Correva l’anno 1984 quando l’allora Fidelis Andria guidata dalla famiglia Asseliti, dopo un vittorioso campionato di serie D, consentiva al calcio andriese di approdare per la prima volta in C2: finalmente il calcio professionistico ad Andria... L’allora “Stadio Comunale” non aveva né curve,né manto erboso e né l’impianto di illuminazione per gare in notturna. Aveva solo quattro spezzoni di gradinata: due lato tribuna e due lato distinti. Così l'Amministrazione Comunale dell'epoca decise un primo ammodernamento dell’impianto, con la realizzazione della copertura della tribuna ed allo scopo indisse un appalto-concorso. Risultò vincitore della gara lo Studio Tecnico Nicolamarino di Andria. L’idea progettuale era geniale, economica, semplice e veloce al tempo stesso. Infatti il compianto ingegnere Vincenzo Nicolamarino immaginò una struttura in acciaio “a bilanciere” che, poggiando sul muro perimetrale dello stadio, equilibrava il considerevole sbalzo interno di ben 18 metri della copertura, con un tirante/puntone esterno che, invece di avere alla base una ingombrante ed antiestetica zavorra in cemento armato, fosse collegato a quattro pali profondi dieci metri ciascuno, scavati nella roccia sottostante. L’intera copertura, della superficie di ben 2.000 metri quadrati, fu sostenuta pertanto da soli sedici di questi bilancieri, che da allora caratterizzano il prospetto principale del “Degli Ulivi”.

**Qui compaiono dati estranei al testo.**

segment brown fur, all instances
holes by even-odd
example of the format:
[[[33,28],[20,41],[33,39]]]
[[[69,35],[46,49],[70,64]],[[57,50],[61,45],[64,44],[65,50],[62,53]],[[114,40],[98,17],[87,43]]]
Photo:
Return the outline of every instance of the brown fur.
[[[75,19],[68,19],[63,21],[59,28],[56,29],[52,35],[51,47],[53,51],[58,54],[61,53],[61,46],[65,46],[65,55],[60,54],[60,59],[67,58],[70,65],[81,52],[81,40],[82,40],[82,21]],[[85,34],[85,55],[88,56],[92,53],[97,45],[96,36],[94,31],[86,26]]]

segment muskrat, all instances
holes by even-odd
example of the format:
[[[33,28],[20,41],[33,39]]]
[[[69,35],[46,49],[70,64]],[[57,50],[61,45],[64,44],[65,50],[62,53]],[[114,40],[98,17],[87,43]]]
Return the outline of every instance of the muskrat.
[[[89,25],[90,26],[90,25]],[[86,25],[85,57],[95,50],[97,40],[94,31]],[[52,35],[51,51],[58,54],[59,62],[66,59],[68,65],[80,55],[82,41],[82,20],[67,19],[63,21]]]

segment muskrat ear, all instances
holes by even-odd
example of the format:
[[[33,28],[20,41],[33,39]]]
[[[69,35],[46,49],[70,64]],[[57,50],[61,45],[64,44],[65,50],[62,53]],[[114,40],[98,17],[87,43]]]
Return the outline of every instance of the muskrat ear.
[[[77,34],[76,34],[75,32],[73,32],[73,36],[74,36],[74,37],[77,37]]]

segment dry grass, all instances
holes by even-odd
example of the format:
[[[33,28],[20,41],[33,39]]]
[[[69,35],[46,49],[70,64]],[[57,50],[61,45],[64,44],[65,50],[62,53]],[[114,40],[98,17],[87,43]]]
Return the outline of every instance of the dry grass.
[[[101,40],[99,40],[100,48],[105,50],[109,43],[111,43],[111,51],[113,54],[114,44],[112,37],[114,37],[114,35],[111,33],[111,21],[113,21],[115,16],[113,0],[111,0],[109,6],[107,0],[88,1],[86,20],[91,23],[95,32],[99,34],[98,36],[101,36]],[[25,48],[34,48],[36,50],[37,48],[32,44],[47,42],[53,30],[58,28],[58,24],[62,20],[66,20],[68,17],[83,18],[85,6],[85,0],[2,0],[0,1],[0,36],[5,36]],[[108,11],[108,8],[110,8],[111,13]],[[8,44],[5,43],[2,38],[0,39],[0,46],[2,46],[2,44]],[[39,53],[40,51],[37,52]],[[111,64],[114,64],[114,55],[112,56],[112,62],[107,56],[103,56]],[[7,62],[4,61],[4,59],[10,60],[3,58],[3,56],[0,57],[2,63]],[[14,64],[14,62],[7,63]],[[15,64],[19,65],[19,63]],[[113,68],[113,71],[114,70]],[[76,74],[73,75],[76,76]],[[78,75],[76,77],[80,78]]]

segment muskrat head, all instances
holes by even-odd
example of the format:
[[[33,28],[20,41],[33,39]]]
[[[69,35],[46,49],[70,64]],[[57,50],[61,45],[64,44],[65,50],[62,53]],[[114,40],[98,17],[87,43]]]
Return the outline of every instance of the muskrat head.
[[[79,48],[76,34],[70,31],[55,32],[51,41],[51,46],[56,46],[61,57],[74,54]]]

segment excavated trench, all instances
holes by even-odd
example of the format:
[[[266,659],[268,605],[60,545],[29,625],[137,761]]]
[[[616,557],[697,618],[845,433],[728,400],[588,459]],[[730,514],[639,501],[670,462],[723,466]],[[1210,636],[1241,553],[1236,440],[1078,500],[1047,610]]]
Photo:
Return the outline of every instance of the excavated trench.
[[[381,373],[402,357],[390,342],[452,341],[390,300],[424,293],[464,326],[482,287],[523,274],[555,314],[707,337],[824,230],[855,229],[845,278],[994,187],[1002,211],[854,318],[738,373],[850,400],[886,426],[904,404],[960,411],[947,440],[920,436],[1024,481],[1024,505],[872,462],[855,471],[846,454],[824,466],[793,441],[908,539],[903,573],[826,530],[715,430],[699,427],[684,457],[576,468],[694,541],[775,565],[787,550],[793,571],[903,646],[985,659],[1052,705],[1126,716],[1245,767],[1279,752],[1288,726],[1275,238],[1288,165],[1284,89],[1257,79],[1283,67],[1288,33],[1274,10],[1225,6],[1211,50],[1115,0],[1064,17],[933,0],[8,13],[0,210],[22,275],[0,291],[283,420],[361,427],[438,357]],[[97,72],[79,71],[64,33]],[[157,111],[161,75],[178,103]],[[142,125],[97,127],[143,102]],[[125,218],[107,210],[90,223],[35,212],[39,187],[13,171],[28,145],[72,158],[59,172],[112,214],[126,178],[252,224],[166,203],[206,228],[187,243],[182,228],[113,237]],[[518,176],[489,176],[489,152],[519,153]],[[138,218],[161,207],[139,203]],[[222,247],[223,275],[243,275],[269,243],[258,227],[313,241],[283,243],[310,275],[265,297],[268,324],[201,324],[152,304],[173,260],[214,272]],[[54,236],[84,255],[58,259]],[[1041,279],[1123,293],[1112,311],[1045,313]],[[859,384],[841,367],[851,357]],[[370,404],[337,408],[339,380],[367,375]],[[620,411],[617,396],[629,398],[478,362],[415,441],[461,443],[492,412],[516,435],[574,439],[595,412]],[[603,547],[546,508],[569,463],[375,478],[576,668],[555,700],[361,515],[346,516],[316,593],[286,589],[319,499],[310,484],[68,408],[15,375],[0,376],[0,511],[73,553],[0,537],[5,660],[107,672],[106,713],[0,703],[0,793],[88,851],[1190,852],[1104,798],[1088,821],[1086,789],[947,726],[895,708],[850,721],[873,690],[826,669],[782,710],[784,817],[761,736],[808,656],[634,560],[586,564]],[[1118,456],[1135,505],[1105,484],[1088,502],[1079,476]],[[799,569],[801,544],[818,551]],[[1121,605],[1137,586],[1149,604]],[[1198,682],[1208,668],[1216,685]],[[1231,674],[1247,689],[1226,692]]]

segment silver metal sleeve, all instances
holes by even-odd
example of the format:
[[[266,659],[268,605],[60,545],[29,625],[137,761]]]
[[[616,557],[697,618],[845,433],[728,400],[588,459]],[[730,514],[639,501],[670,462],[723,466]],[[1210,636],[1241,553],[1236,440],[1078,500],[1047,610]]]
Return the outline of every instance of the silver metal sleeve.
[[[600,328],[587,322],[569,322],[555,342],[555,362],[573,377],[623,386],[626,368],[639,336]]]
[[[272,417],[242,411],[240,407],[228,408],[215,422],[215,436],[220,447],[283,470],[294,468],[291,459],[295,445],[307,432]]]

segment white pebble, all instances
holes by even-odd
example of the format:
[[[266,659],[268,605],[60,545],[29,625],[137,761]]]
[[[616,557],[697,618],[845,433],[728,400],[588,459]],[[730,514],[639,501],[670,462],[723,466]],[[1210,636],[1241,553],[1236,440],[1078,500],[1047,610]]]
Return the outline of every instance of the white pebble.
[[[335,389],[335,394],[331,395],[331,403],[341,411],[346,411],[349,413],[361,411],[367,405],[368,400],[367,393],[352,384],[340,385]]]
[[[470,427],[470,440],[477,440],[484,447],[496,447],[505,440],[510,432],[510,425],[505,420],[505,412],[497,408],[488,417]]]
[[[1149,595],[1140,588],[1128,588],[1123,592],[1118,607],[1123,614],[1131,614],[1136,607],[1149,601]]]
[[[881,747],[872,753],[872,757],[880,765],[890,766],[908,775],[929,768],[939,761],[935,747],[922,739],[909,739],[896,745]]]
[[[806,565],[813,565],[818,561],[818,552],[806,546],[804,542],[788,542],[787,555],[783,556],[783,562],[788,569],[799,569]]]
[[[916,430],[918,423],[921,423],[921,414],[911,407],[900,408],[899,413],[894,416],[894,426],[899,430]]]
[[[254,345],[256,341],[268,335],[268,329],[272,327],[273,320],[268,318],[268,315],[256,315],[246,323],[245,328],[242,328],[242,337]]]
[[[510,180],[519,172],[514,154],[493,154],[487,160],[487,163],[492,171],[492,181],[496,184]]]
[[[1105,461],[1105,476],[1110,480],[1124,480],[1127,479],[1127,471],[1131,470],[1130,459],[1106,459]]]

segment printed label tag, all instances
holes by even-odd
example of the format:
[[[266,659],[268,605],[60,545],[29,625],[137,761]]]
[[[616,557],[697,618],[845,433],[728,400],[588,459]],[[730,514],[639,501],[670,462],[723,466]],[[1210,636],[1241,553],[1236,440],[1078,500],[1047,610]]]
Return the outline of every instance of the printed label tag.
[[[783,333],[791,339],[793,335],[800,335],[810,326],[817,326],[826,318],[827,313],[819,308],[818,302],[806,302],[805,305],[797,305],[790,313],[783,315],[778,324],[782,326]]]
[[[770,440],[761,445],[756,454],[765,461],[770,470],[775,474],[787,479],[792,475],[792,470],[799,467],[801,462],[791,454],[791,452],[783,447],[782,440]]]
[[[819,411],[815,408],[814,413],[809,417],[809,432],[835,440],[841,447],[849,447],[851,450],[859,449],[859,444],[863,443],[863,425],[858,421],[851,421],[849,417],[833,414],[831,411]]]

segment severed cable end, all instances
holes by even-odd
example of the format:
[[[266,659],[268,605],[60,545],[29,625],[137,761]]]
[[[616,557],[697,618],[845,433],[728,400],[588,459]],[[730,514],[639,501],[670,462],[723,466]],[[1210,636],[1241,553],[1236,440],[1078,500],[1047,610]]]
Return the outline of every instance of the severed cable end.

L’opera, dal costo contenutissimo di 359 milioni di lire (pari a 180 mila euro attuali) fu interamente realizzato da maestranze ed aziende andriesi ( MC&C srl) che profusero impegno, dedizione e professionalità senza pari e che, magistralmente coordinate e dirette, eseguirono i lavori in soli 90 giorni. I lavori, nonostante l’estate, furono iniziati il 21 luglio e, senza un solo giorno di ritardo sulla data concordata di contratto, furono conclusi e consegnati già collaudati, il giorno 19 ottobre 1984, data della prima gara interna del calcio andriese fra i professionisti della C2: Fidelis Andria VS Martina Franca. Dalla forma arditamente slanciata e leggera, questo tipo di copertura fu in seguito presa ad esempio e replicata in molti impianti sportivi italiani, fra cui lo stadio "Dall’Ara" di Bologna.

Sono passati quindi trent’anni da quando la copertura dello stadio Degli Ulivi fa bella mostra di sé come se fosse stata appena realizzata conferendo prestigio al principale impianto sportivo cittadino, muta testimone delle gesta sportive, spesso esaltanti, che da allora hanno caratterizzato la compagine di calcio cittadina.